We're just going to address the overall notion of hypothesis testing and interpreting p-values, because you're going to see those for all kinds of scientific studies.
Scientists generally use this criterion of 5% - the notion that a p-value - a small p-value, a low p-value, that is, less than or equal to 5%, means that is unlikely that the difference is that we saw just occurred as a result of sampling variability. Consequently, if we see a p-value - it is an arbitrary criterion, but most would say that, if the p-value is less than or equal to 0.05 (that is, 5%), then random error (sampling error) is an unlikely explanation for the observed differences. So, the difference would then be describe as statistically significant. If the p-value is greater than 0.05, that doesn't mean that the groups are the same.
It just means that we do not have sufficient evidence to conclude that the groups are different. They might be different, but we have not gathered sufficient evidence to convince us of that.
Again, this 0.05 criterion (5%) is a very arbitrary criterion. One might see a comparison that has a p-value of 0.06 or 0.07, or 0.08.
And that means that there was only an 8% chance of observing differences this big or bigger just as a result of sampling variability.

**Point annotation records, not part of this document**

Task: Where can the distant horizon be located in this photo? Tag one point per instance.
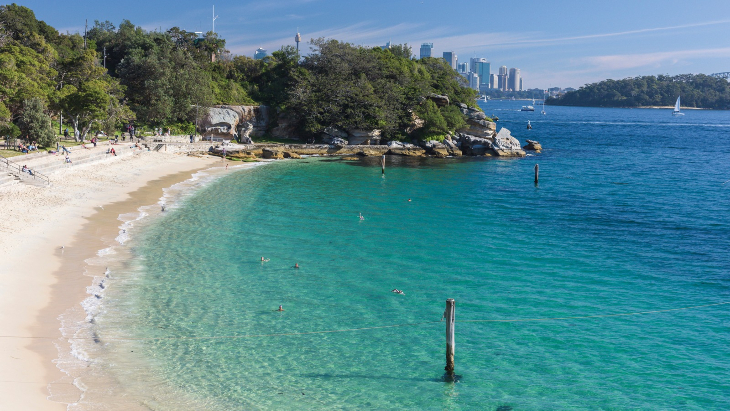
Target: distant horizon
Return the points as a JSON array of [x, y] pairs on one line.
[[600, 42]]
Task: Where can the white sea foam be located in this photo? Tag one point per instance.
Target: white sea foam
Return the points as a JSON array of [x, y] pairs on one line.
[[78, 323]]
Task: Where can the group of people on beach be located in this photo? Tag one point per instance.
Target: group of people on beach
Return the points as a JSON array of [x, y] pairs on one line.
[[33, 146], [27, 170]]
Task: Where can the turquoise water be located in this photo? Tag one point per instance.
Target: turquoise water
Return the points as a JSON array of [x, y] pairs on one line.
[[631, 214]]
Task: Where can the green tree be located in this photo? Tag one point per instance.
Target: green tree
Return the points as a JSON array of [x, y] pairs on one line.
[[435, 126], [35, 124]]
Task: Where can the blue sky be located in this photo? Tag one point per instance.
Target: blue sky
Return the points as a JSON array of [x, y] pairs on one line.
[[564, 43]]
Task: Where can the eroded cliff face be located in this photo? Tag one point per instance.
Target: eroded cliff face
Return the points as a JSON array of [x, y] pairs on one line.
[[228, 122], [478, 138]]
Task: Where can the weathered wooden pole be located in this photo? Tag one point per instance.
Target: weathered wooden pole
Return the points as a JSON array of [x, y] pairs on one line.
[[450, 315]]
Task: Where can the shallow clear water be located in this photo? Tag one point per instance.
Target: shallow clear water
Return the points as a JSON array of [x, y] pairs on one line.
[[631, 214]]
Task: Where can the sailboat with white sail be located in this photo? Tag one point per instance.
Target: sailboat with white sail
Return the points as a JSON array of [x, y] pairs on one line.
[[543, 105], [676, 111]]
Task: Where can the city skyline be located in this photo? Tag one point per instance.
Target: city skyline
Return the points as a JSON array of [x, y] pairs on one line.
[[565, 43]]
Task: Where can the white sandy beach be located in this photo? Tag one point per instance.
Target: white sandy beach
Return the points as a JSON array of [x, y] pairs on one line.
[[35, 222]]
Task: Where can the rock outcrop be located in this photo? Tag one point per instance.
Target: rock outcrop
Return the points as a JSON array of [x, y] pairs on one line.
[[227, 122], [332, 135], [363, 137], [506, 146]]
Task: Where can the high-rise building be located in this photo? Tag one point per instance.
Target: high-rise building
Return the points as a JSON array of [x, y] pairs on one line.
[[513, 83], [502, 78], [426, 49], [473, 80], [481, 67], [450, 58], [260, 53]]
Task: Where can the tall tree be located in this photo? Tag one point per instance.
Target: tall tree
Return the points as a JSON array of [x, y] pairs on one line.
[[35, 124]]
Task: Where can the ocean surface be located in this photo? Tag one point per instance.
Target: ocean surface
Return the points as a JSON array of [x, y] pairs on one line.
[[631, 214]]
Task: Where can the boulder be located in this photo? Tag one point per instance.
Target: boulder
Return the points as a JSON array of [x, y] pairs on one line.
[[412, 151], [416, 123], [533, 145], [337, 142], [363, 137], [473, 145], [440, 101], [479, 128], [245, 133], [332, 134], [452, 148], [290, 154], [506, 146], [269, 153]]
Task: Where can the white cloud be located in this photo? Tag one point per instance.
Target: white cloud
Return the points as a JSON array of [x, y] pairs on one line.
[[655, 60]]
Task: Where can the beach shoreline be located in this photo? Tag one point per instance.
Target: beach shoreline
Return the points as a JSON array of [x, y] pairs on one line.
[[77, 213]]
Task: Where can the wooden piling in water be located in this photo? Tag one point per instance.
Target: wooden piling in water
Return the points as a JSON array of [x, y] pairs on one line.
[[450, 315]]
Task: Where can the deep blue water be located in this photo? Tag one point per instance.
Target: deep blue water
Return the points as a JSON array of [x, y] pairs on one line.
[[631, 214]]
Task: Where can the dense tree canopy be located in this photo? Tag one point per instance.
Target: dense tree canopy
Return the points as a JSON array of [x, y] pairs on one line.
[[124, 73], [698, 90]]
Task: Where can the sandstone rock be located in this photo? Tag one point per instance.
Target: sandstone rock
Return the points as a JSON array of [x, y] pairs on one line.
[[408, 151], [290, 154], [269, 153], [220, 122], [506, 145], [452, 148], [398, 144], [245, 133], [363, 137], [416, 123], [533, 146], [227, 121], [473, 145], [479, 128], [337, 142]]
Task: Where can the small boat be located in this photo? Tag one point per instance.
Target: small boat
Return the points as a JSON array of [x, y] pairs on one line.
[[676, 111], [543, 105]]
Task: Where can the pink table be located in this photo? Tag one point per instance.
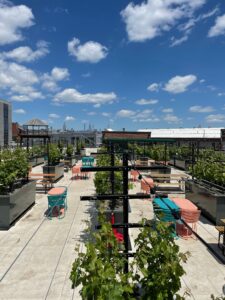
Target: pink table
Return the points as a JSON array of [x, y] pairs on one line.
[[146, 184], [56, 191], [134, 174], [76, 170]]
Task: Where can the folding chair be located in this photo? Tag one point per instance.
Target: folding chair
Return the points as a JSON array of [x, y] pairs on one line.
[[56, 202]]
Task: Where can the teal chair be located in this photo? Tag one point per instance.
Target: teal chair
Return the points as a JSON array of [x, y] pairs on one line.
[[167, 212], [56, 202]]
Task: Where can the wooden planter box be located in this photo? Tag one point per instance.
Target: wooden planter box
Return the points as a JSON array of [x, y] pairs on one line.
[[58, 170], [180, 163], [40, 160], [161, 169], [12, 206], [70, 161], [34, 161], [210, 200]]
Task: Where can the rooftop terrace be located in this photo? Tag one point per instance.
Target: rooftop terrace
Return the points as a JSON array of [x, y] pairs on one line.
[[37, 253]]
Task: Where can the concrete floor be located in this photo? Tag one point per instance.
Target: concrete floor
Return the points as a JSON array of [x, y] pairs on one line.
[[36, 254]]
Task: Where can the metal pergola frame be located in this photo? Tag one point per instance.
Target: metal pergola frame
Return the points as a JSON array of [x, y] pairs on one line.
[[122, 139]]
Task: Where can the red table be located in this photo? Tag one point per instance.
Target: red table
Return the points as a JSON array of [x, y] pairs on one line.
[[146, 184]]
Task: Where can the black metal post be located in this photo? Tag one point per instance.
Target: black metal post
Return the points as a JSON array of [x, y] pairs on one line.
[[192, 158], [112, 177], [125, 208], [48, 151], [165, 154]]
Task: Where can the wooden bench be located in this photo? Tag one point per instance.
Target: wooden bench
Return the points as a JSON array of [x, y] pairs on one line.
[[45, 180], [220, 233]]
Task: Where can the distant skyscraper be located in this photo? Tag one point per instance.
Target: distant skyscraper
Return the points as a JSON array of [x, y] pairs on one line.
[[5, 123]]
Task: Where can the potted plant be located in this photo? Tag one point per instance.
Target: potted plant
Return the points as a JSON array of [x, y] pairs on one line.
[[154, 272], [17, 193], [54, 166], [207, 188], [36, 156]]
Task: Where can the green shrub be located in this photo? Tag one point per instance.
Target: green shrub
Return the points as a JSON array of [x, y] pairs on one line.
[[13, 167], [54, 155], [156, 266]]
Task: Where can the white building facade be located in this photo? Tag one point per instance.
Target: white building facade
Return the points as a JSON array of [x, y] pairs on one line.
[[5, 123]]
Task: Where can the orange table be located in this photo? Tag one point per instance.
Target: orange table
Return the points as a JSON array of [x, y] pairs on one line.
[[184, 204], [146, 184]]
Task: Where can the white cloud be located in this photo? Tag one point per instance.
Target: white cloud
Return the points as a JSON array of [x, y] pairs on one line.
[[104, 114], [53, 116], [153, 17], [27, 97], [219, 118], [26, 54], [179, 84], [152, 119], [74, 96], [125, 113], [167, 110], [145, 115], [91, 113], [146, 102], [69, 118], [20, 111], [14, 74], [18, 81], [59, 74], [218, 28], [50, 80], [172, 119], [91, 51], [154, 87], [176, 42], [187, 27], [86, 75], [201, 109], [12, 20]]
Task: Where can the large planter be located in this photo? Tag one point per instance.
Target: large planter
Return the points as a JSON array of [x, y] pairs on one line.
[[70, 161], [180, 163], [160, 169], [209, 199], [58, 170], [34, 161], [40, 160], [12, 206]]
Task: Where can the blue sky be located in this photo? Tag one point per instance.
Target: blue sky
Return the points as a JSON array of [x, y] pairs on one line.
[[118, 64]]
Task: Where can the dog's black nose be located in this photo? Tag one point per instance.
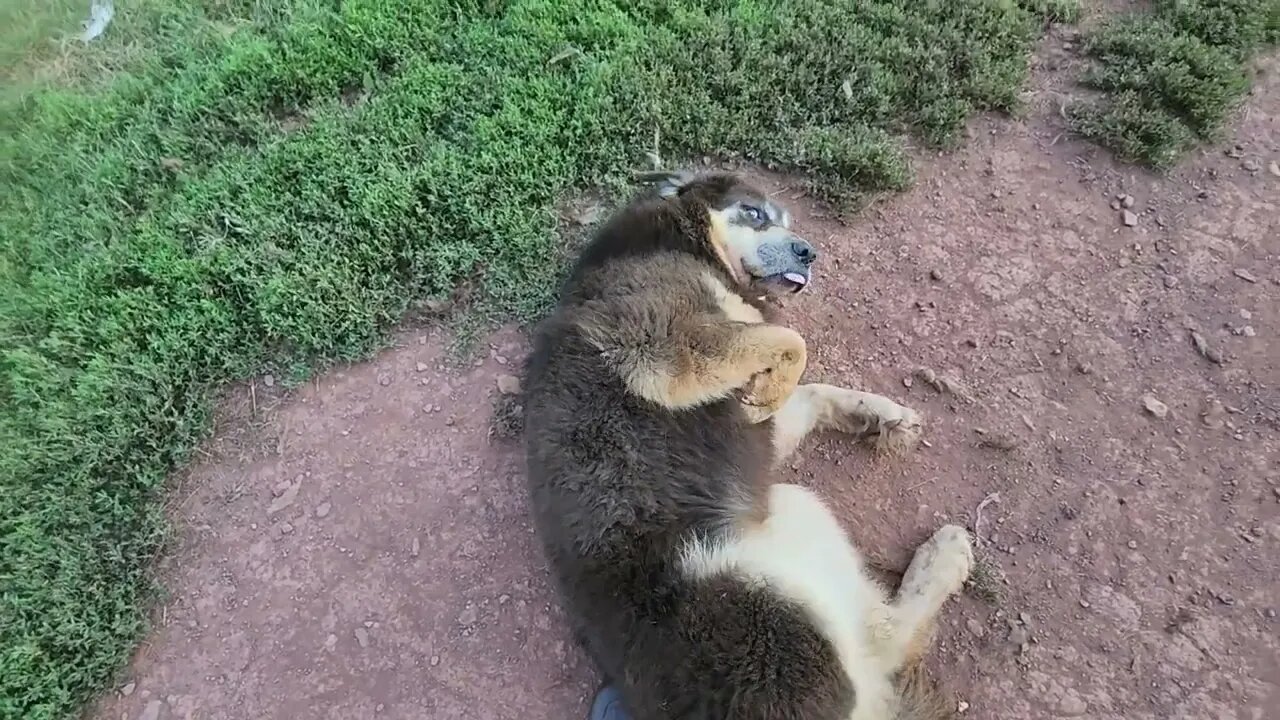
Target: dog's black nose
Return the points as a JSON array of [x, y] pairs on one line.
[[804, 251]]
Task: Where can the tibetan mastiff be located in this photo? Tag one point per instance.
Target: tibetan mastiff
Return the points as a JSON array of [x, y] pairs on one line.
[[659, 400]]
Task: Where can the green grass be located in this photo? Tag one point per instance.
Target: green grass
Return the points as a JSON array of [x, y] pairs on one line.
[[1171, 77], [228, 187]]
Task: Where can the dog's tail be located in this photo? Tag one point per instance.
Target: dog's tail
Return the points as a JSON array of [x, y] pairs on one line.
[[920, 697]]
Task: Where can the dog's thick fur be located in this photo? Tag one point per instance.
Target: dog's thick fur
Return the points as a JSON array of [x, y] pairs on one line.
[[658, 401]]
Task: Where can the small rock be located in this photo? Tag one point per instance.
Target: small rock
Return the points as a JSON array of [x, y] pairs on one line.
[[151, 711], [1019, 636], [284, 500], [1214, 414], [508, 384], [469, 615], [1155, 406], [1073, 705]]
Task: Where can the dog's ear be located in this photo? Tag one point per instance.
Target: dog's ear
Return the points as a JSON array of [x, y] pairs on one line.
[[668, 182]]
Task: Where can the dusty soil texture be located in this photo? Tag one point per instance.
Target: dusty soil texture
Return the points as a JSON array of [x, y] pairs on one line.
[[360, 547]]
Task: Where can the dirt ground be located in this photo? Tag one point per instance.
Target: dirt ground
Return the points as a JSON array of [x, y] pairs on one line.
[[360, 547]]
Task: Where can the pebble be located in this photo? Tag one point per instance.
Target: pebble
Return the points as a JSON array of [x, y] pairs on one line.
[[469, 615], [1073, 705], [1155, 406], [284, 500], [151, 711], [1019, 636], [508, 384]]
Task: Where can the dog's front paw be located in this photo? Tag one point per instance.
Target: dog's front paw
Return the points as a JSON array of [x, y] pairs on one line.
[[897, 432], [764, 393]]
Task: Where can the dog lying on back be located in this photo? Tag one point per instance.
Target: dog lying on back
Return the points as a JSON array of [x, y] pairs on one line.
[[659, 399]]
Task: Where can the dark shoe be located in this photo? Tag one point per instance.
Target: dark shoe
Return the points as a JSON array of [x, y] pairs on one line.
[[607, 705]]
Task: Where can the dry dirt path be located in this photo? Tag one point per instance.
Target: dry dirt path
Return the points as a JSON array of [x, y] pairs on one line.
[[360, 548]]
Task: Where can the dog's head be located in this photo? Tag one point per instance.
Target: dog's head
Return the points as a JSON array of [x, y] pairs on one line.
[[752, 232]]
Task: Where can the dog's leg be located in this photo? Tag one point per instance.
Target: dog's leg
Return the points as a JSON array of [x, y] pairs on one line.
[[937, 572], [803, 552], [891, 427], [699, 363]]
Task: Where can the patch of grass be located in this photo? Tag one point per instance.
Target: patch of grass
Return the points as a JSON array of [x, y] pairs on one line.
[[987, 578], [1171, 76], [227, 187]]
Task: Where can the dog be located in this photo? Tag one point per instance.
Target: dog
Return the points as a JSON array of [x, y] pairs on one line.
[[661, 395]]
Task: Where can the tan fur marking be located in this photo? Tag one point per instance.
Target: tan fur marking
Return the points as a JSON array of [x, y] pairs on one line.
[[708, 361], [874, 418], [731, 304], [718, 237]]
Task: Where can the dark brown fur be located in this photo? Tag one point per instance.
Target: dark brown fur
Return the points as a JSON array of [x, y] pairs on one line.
[[618, 482]]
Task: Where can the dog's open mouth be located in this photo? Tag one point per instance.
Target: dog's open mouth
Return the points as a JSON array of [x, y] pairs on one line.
[[789, 282]]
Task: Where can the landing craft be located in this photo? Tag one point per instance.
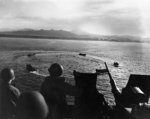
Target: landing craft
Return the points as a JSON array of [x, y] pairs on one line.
[[116, 64], [82, 54]]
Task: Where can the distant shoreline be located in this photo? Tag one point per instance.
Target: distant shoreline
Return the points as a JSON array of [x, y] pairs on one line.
[[67, 38]]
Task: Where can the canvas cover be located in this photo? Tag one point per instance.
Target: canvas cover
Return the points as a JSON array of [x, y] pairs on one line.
[[91, 104]]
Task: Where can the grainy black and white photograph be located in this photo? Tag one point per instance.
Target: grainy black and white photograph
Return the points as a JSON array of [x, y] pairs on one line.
[[74, 59]]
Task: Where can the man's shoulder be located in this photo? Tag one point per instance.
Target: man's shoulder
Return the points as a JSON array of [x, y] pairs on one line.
[[14, 90]]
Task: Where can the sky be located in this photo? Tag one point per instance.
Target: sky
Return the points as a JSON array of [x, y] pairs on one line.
[[101, 17]]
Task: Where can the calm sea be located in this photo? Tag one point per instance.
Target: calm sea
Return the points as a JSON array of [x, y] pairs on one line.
[[132, 57]]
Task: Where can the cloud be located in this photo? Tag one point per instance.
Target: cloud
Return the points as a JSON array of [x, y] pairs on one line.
[[99, 16]]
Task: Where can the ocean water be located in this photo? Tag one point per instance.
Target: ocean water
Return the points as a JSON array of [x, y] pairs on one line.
[[133, 58]]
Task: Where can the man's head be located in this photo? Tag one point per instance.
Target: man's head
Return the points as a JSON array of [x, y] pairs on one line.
[[55, 70], [7, 74]]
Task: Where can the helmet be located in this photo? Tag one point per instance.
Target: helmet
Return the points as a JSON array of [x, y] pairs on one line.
[[32, 105]]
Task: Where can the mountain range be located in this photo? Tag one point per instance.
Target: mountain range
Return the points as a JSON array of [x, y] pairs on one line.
[[62, 34]]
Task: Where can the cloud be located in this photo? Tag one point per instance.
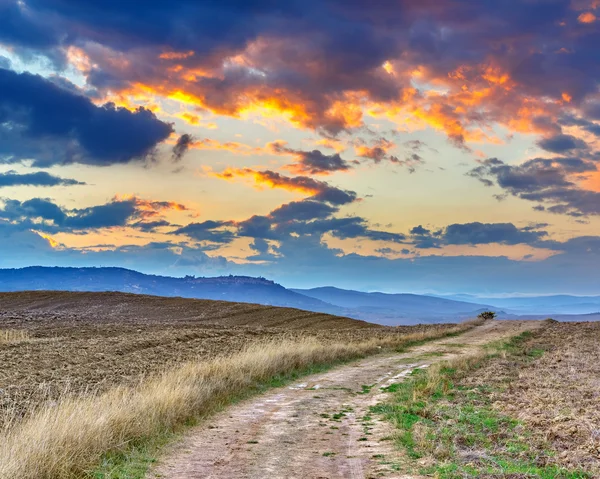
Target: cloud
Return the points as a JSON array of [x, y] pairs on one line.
[[319, 190], [45, 215], [40, 178], [181, 147], [303, 211], [50, 125], [544, 180], [561, 143], [487, 233], [323, 66], [207, 231], [310, 162], [477, 233]]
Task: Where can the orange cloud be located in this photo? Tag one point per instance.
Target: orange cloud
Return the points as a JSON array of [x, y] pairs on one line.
[[272, 179], [232, 146], [196, 121], [151, 208], [176, 55], [586, 17]]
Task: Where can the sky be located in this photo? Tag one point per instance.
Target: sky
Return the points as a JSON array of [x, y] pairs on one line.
[[391, 145]]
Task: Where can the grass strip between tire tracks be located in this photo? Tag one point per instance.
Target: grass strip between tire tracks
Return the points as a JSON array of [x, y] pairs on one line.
[[123, 428]]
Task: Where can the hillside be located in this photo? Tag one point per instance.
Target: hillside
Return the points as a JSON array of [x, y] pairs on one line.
[[396, 307], [227, 288], [373, 307], [550, 304], [59, 307]]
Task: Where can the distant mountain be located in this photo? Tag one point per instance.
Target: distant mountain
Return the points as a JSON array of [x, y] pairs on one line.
[[380, 308], [242, 289], [374, 307], [553, 304], [396, 308]]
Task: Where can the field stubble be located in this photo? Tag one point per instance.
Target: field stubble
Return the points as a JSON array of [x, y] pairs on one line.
[[85, 383]]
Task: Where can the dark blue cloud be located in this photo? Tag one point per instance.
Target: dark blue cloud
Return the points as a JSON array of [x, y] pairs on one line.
[[207, 231], [311, 162], [45, 215], [544, 180], [50, 125], [487, 233], [40, 178], [561, 143], [302, 211]]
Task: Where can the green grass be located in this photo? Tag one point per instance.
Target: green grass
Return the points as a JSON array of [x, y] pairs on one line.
[[455, 425], [135, 461]]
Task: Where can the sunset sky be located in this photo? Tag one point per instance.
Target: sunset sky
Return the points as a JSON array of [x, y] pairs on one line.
[[392, 145]]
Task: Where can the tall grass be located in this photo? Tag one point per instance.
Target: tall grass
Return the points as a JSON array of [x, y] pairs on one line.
[[66, 440]]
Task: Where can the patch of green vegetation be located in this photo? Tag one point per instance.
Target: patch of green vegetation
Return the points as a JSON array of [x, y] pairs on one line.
[[134, 462], [140, 455], [366, 389], [440, 417]]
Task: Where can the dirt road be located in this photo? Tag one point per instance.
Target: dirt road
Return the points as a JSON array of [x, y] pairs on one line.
[[319, 428]]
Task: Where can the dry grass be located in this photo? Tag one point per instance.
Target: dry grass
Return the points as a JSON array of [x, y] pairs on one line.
[[556, 396], [12, 336], [480, 415], [66, 440]]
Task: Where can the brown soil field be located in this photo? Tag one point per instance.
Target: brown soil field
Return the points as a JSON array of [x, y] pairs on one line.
[[557, 396], [63, 342]]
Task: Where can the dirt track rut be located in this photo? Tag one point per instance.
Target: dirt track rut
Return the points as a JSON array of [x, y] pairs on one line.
[[319, 428]]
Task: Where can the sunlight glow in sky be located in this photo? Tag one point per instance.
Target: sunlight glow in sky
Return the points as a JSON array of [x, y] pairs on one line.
[[399, 146]]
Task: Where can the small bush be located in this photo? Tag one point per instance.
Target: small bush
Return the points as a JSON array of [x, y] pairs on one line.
[[486, 315]]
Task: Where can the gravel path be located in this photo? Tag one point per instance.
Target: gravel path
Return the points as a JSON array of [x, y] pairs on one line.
[[317, 429]]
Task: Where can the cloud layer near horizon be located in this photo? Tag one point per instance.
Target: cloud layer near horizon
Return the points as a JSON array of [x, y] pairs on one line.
[[347, 85]]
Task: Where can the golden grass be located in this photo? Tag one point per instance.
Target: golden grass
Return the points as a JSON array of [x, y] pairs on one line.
[[66, 440], [10, 336]]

So, those might be considered borderline or suspicious, but they still don't meet the usual criterion of having sufficient evidence to conclude that they are probably significant. And bear in mind that p-values also don't take into account other sources of error in the data such as bias and confounding.
There are limitations to using p-values, but they provide some guidance in evaluating the strength of the evidence when we take samples.
To conclude, if the p-value is less than or equal to 0.05, we say there a low probability, i.e., it is unlikely that the differences we have observed registered are just due to sampling error - chance.
So, if that is the case, we reject the null hypothesis and conclude that the groups probably are different.